Minnesota’s line finished the year with an 82.8 pass-blocking efficiency, the same as the Giants at 26th in the league. They surrendered 228 total pressures including the postseason, which was the most in the league. The Kansas City Chiefs played two extra games and still allowed 23 fewer total pressures than the Vikings as an offensive line. And the Philadelphia Eagles, arguably the best line in football, allowed 99 fewer pressures despite playing two more games.
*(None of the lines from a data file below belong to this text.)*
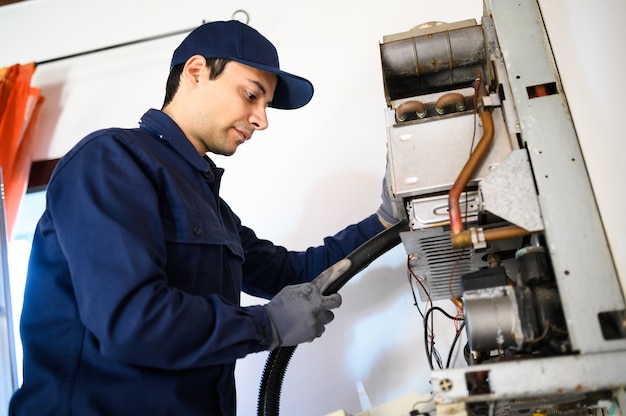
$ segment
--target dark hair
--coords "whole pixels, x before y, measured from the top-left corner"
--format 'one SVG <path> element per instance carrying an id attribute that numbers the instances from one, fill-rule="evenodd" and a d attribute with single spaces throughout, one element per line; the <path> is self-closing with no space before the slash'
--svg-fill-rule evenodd
<path id="1" fill-rule="evenodd" d="M 220 76 L 222 72 L 224 72 L 224 68 L 226 68 L 226 64 L 228 64 L 231 60 L 225 58 L 205 58 L 206 64 L 209 67 L 210 75 L 209 79 L 214 80 Z M 165 99 L 163 100 L 163 106 L 161 108 L 165 108 L 172 99 L 174 95 L 176 95 L 176 91 L 178 91 L 178 86 L 180 85 L 180 75 L 183 72 L 183 67 L 185 64 L 174 65 L 174 67 L 170 70 L 170 74 L 167 77 L 167 83 L 165 84 Z"/>

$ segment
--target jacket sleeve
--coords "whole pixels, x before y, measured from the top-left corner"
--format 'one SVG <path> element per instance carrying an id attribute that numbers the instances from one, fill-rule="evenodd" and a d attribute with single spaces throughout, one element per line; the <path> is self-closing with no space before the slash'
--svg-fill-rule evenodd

Christian Darrisaw emerged last season as one of the best tackles in the game, and on the other side Brian O’Neill is a quality starter, but the Vikings still have too much pressure coming up the middle and could also tweak the scheme to minimize the plays where Cousins is exposed to those big hits that cause his coaches to cringe.
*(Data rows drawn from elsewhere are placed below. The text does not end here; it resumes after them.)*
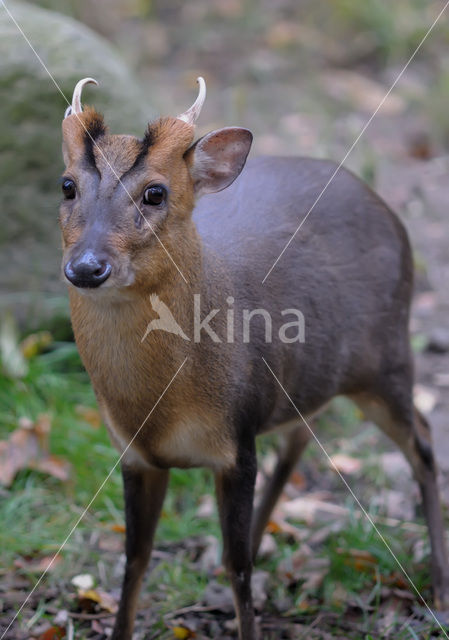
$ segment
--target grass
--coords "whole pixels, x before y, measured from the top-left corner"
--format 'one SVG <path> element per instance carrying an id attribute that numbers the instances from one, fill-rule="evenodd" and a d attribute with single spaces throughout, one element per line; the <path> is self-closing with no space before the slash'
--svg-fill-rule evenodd
<path id="1" fill-rule="evenodd" d="M 33 355 L 27 361 L 27 368 L 22 377 L 4 373 L 0 376 L 0 439 L 6 439 L 17 428 L 20 418 L 36 420 L 40 414 L 46 413 L 52 422 L 51 452 L 70 461 L 72 475 L 69 482 L 63 483 L 51 476 L 24 469 L 17 474 L 11 487 L 2 490 L 0 564 L 4 575 L 16 573 L 17 560 L 52 556 L 56 552 L 118 458 L 104 427 L 93 426 L 95 420 L 92 416 L 95 413 L 86 411 L 86 408 L 95 410 L 95 398 L 73 343 L 53 342 L 43 353 Z M 83 411 L 80 411 L 80 406 L 84 407 Z M 370 496 L 387 481 L 378 467 L 372 464 L 376 447 L 382 446 L 376 441 L 373 449 L 373 438 L 377 432 L 374 428 L 360 430 L 359 421 L 357 410 L 349 402 L 339 399 L 319 419 L 318 436 L 330 453 L 344 450 L 360 456 L 361 452 L 368 452 L 365 470 L 369 485 L 363 486 L 363 474 L 351 484 L 357 487 L 362 502 L 369 504 Z M 262 441 L 260 456 L 272 453 L 274 446 L 274 439 Z M 315 476 L 319 469 L 319 477 L 326 489 L 337 495 L 336 502 L 346 503 L 354 509 L 341 482 L 328 468 L 317 447 L 312 445 L 306 452 L 304 468 L 306 475 L 309 470 Z M 210 472 L 201 469 L 172 471 L 156 539 L 156 548 L 166 549 L 169 554 L 157 559 L 144 590 L 146 594 L 152 594 L 152 610 L 155 612 L 152 632 L 160 631 L 160 635 L 155 637 L 172 637 L 166 631 L 163 616 L 200 602 L 211 579 L 199 569 L 189 545 L 185 544 L 199 536 L 219 537 L 216 513 L 210 518 L 197 517 L 201 498 L 210 493 L 213 493 Z M 374 508 L 370 513 L 373 517 L 378 515 Z M 70 594 L 74 589 L 69 583 L 76 573 L 91 573 L 104 588 L 111 584 L 118 586 L 119 577 L 113 574 L 114 571 L 117 574 L 116 563 L 123 534 L 114 532 L 113 528 L 120 530 L 123 523 L 121 477 L 117 469 L 65 546 L 62 561 L 46 578 L 45 584 L 56 585 L 60 591 L 57 607 L 72 606 Z M 294 524 L 305 533 L 311 529 L 303 522 Z M 410 533 L 399 528 L 392 530 L 379 526 L 400 562 L 410 569 L 418 589 L 426 598 L 429 597 L 427 563 L 412 563 L 410 567 L 416 534 L 412 538 Z M 105 554 L 101 542 L 109 539 L 115 540 L 117 549 Z M 313 548 L 313 556 L 327 558 L 330 564 L 323 583 L 309 593 L 304 592 L 301 579 L 290 584 L 279 579 L 280 564 L 295 554 L 298 543 L 283 533 L 276 534 L 275 539 L 276 553 L 257 563 L 257 569 L 268 571 L 271 576 L 267 611 L 273 615 L 284 615 L 286 611 L 279 611 L 276 603 L 287 599 L 289 615 L 301 619 L 309 617 L 312 621 L 318 612 L 327 612 L 336 616 L 335 624 L 339 627 L 350 604 L 353 609 L 358 607 L 358 626 L 364 635 L 348 637 L 369 638 L 370 633 L 376 637 L 374 630 L 381 611 L 382 588 L 394 584 L 399 573 L 395 560 L 365 519 L 358 517 L 356 511 L 351 512 L 340 531 L 330 534 L 321 545 Z M 361 564 L 357 560 L 358 551 L 362 556 L 369 554 L 372 562 L 370 560 L 366 566 Z M 27 572 L 26 568 L 21 573 L 30 579 L 30 584 L 39 575 L 35 570 Z M 224 577 L 219 579 L 224 580 Z M 336 592 L 342 594 L 340 599 Z M 51 619 L 44 601 L 34 610 L 36 621 L 42 622 L 46 617 Z M 28 619 L 29 615 L 25 615 L 24 623 Z M 82 626 L 75 627 L 76 637 L 88 637 L 83 635 L 86 631 Z M 401 631 L 404 635 L 395 637 L 410 638 L 415 631 L 412 629 L 407 633 Z"/>
<path id="2" fill-rule="evenodd" d="M 49 414 L 51 452 L 73 466 L 72 479 L 66 484 L 35 471 L 18 473 L 8 500 L 0 504 L 0 519 L 8 523 L 1 545 L 7 554 L 6 562 L 24 550 L 42 548 L 44 543 L 55 545 L 64 539 L 70 523 L 90 502 L 117 462 L 118 453 L 111 446 L 106 429 L 93 426 L 78 410 L 95 406 L 94 393 L 74 343 L 53 343 L 51 350 L 29 362 L 29 371 L 23 378 L 0 377 L 0 439 L 7 438 L 21 418 L 34 421 L 42 413 Z M 197 488 L 193 495 L 192 486 Z M 207 471 L 173 470 L 161 518 L 161 538 L 174 540 L 177 536 L 182 539 L 188 532 L 205 533 L 207 527 L 194 513 L 199 497 L 212 488 L 212 476 Z M 62 504 L 66 506 L 64 510 Z M 122 507 L 121 476 L 117 469 L 89 514 L 100 523 L 122 524 Z M 182 521 L 169 517 L 181 510 Z M 31 528 L 26 526 L 27 520 L 32 521 Z M 47 531 L 43 530 L 45 523 Z M 48 542 L 49 525 L 52 543 Z"/>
For his part, Cousins himself also needs to work on finding the correct balance between proving his toughness, hanging in and making the play, and protecting himself and minimizing the hits he takes over a season. Patrick Mahomes — the league’s best quarterback — allowed pressure to turn into a sack just 10.1% of the time last season despite actually inviting pressure more often than most quarterbacks. Even in the playoffs, when he could barely move on an injured ankle, that number was just 6.7%.

Cousins was far from poor in this area, but Mahomes is the gold standard and the target for other quarterbacks to emulate even when it comes to protecting himself.

There are a lot of reasons for optimism for Year 2 of O’Connell’s offense in Minnesota, but one of the biggest areas of growth needs to be keeping Cousins better protected.